What is the biggest black box in the NHS? By which I mean, where is the worst ratio of cash to clarity about what taxpayers are getting for their money?

Not hospital services, with their waiting times standards, external inspections, patient choice and tariff payments. Arguably not GP services, even with their alleged hidden local cartels and lowball pay-for-performance contracts. Nor mental health services, despite their geographical block contracts - still intact 17 years into the NHS's purchaser-provider split.

No, the winners of this competition are the community health services: the nursing services, community hospitals, the staff of primary care trusts' provider arms. This is not to deny that they are critical for a well functioning NHS. It's just to affirm that with a price tag of at least£10bn a year - up to£20bn depending on your definition - they cost more than all GP services combined, but are subject to almost no meaningful measurement or commissioning. This means community health services are one of the most opaque and loosely accountable parts of the NHS.

How then to shine some light into the black box? For payment by results technocrats, the answer is said to lie in developing measurement systems for community tariffs - by 2012, perhaps. This is more or less what this same cadre of informaticists were saying when I started work for the NHS 20 years ago.

At that time, a woman called Edith Korner had been appointed by the government to devise new activity measures for community health services. Then - as now - the concern was that typically only half of community health professionals' time was being spent with patients and it wasn't necessarily the right patients who were being targeted for the right level of care.

Two decades later and little has changed. So forgive me for being a tad sceptical about leaving it to the information techies. Perhaps this is why others advocate the more radical alternative of extending individual budgets from social care into NHS care. That way, they argue, users/patients will be able to get a personal and accurate grip on what's being bought in the community health services, even if the NHS commissioner cannot.
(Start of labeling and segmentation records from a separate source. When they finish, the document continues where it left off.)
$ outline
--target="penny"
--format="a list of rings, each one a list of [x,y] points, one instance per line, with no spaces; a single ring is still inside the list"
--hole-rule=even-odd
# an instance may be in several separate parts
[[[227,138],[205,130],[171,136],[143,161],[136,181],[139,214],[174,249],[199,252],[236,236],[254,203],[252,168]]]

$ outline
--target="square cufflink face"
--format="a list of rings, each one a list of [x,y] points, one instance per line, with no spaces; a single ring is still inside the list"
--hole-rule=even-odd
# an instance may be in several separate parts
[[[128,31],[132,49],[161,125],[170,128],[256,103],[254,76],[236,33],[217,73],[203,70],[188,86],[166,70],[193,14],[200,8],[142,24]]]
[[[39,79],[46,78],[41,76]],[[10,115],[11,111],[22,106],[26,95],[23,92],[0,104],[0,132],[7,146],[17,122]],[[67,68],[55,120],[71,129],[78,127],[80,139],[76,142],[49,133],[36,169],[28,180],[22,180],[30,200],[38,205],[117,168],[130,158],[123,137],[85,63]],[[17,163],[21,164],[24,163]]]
Hence recent reports that the government will soon announce individual budgets in the form of vouchers for patients with long-term conditions such as multiple sclerosis or motor neurone disease. These would mean "patients can shop around for care, arrange visits when they want, swap one type of treatment for another or buy their services from the voluntary and private sector", according to an interview with health secretary Alan Johnson. As a Sunday Telegraph editorial put it: "At last, a radical policy has emerged from the post-Blair Labour government. If the implementation matches Mr Johnson's rhetoric, it will mark a revolution in the NHS."

But will it - or more precisely, can it? First, the easy answer. For long-term conditions with predictable costs, with healthcare needs that blur into social care (eg chiropody, physiotherapy or the management of incontinence), where the patient is able to monitor the value of what is being provided and where the supply side is readily contestable, then not only can individual budgets or vouchers work, but they could in many cases be converted into social services-style direct cash payments for the patient to deploy.

Now for the more complex reality. Take the case of a patient with diabetes. Attempting to carve out a budget - let alone a direct payment - specifically for diabetes runs up against all kinds of conceptual and practical problems. Does the budget cover all conceivable complications of diabetes? For example, diabetes is implicated in much peripheral vascular disease, but not all peripheral vascular disease is caused by diabetes. Or to take another example, people with kidney disease may often have diabetes but not all diabetes causes kidney disease. So there is the difficulty of circumscribing budgetary scope, attributing causation and dealing with the effects of co-morbidity.

There is, however, a more elegant solution that avoids the pitfalls of trying to carve out disease-specific health budgets. And that is to allow carved-out individual budgets for the whole of a patient's healthcare needs for one year.

The advantage of this approach is that it is not necessary to try to prospectively partition the likely components of a person's healthcare consumption between disease states. So while having one of a pre-specified list of long-term conditions may qualify you for this new type of commissioning arrangement, your annual person-specific risk-adjusted budget would be set holistically to cover all aspects of your healthcare.

Who would hold this budget? Patients probably need a commissioner to aggregate risk on their behalf. But that does not mean the local PCT has to do this. Instead, eligible patients could choose a third-party commissioner to manage their individual commissioning budget, based partly on who would do a better job of unleashing value from the billions being spent on community healthcare.

In time you would expect to see specialised health and social care commissioning organisations develop. They would receive capitated payments, incentivising them to support people with long term conditions, for example, to avoid hospital or nursing home admissions.

Fortunately there are several international models for what this looks like. Adapting them for the NHS could mean stimulating new models of care co-ordination and delivery, particularly for those patients who drive most cost, genuine patient choice of commissioner and needed change in community health services. All those in favour?